В очень теплый весенний день в самом конце апреля 1946 г. с Шехтером и Резником шли мы в школу. По свойственной мне в те поры и не изжитой по сию пору мечтательности я о чем-то задумался, загляделся неведомо на что. Бабушка это называла, и все ее дети вслед за ней, «Загляделся, как Ларёв на нёбо». Жил в бабушкином детстве в Ярцеве некто Ларёв, который после травмы или болезни не мог держать голову иначе, как вздернув высоко подбородок, как человек постоянно глядящий в зенит и физически неспособный смотреть себе под ноги. Таков и я бывал частенько. Вот и на этот раз я зацепился левой ногой (это важное обстоятельство) за неровность асфальта, упал и даже через штанину сильно ссадил себе коленку. Расстроился не сильно, потому что всем доподлинно известно: споткнуться на левую ногу — к счастью.

Через пару дней мама взяла меня с собой на первомайскую демонстрацию. Идти со Старосадского до Красной площади, если по прямой, то от силы полчаса. Колонна шла, конечно, не кратчайшим путем, но все равно недолго. Жалко только, что наш район шел по предпоследней полосе, считая от мавзолея. Я-то все равно не видел вообще ничего, кроме задниц впереди идущих. И тут мама попросила незнакомого мне сослуживца поднять меня повыше. Он посадил меня на плечи и крепко держал за лодыжки. Теперь я был гораздо выше почти всех на этой площади, кроме немногих таких же счастливцев, восседавших на плечах отцов. И я увидел Сталина! Я его отличил и от других вождей в гражданской одежде, и от маршалов в таких же фуражках и шинелях, как у него, я точно узнал его.

После праздников, подходя к школе, на том самом месте недалеко от проходной фабрики им. Эрнста Тельмана, я вспомнил о своем падении и гордо сказал приятелям: «Я вам говорил, что споткнуться на левую ногу — к счастью. Вот я и увидел Сталина!».
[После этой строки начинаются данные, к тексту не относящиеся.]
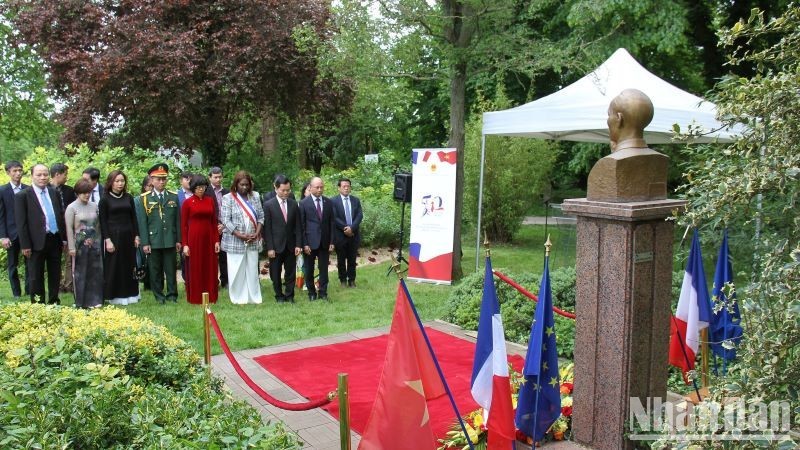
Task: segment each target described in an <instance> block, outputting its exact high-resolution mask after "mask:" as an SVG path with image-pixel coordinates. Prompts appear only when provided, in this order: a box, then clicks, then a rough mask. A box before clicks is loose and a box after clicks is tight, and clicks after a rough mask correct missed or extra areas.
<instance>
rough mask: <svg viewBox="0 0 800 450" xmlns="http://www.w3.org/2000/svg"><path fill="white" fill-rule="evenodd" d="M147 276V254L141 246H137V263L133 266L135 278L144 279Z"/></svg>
mask: <svg viewBox="0 0 800 450" xmlns="http://www.w3.org/2000/svg"><path fill="white" fill-rule="evenodd" d="M145 276H147V254H146V253H145V252H144V251H142V247H141V246H140V247H137V248H136V265H135V266H133V279H134V280H136V281H142V280H144V277H145Z"/></svg>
В декабре 1947 г. случилось важное событие — денежная реформа и отмена карточек. Банкноты поменяли на новые в соотношении 1:10, а монеты оставили прежние. Отец разменял сколько сумел банкнот на мелочь в заводском буфете, а на остальные купил билеты в театры. Родители пару месяцев ходили не меньше раза в неделю по театрам, и изредка мы ходили втроём.

Примерно в середине третьего класса я увлекся собиранием (не могу назвать это увлечение коллекционированием) почтовых марок. Довольно скоро у меня собралось альбома три-четыре иностранных марок, подобранных по странам. Отечественные марки меня не интересовали. Мне очень нравились марки Монголии, Тувы и некоторых африканских территорий, это назвалось колонии. Они часто были вычурной формы — треугольные, ромбические или прямоугольные, но с необычными пропорциями: один из размеров — высота или ширина, много больше другого. У меня была целая страница, стандартных марок почты Третьего рейха разных номиналов и цветов с портретом Гитлера, штук тридцать. В это время любимым моим занятием, после чтения, было подолгу, иногда часами, рассматривать свои альбомы. Не могу сказать, о чем я думал в это время. Это было что-то вроде медитации, о которой я тогда ничего не слышал и слова этого, конечно, не знал. Я обязательно брал с собой свои альбомы, когда ехал в Голицыно на каникулы.

В четвертом классе, я думаю, но может быть, и ранней осенью в пятом классе, Яков с Володей по обыкновению зашли за мной по дороге в школу. Как правило, они просто кричали под окном, и я выходил. Но, если времени было достаточно, они заходили в квартиру и ждали, пока я дособираюсь. Так было и в этот раз. На перемене перед последним уроком кто-то из них сказал: «Ну, вот теперь посмотришь свои марочки». Я озаботился, но не особенно. Придя домой, первым делом сунулся я к ящику, в котором хранил свои альбомы. Их там не было. Я горько зарыдал, рухнул на килевицевский кожаный диван, уткнулся в подушку и плакал без перерыва до прихода родителей. Это было первое предательство в моей коротенькой на тот момент жизни. И оно меня буквально поразило в первоначальном древнерусском смысле этого слова.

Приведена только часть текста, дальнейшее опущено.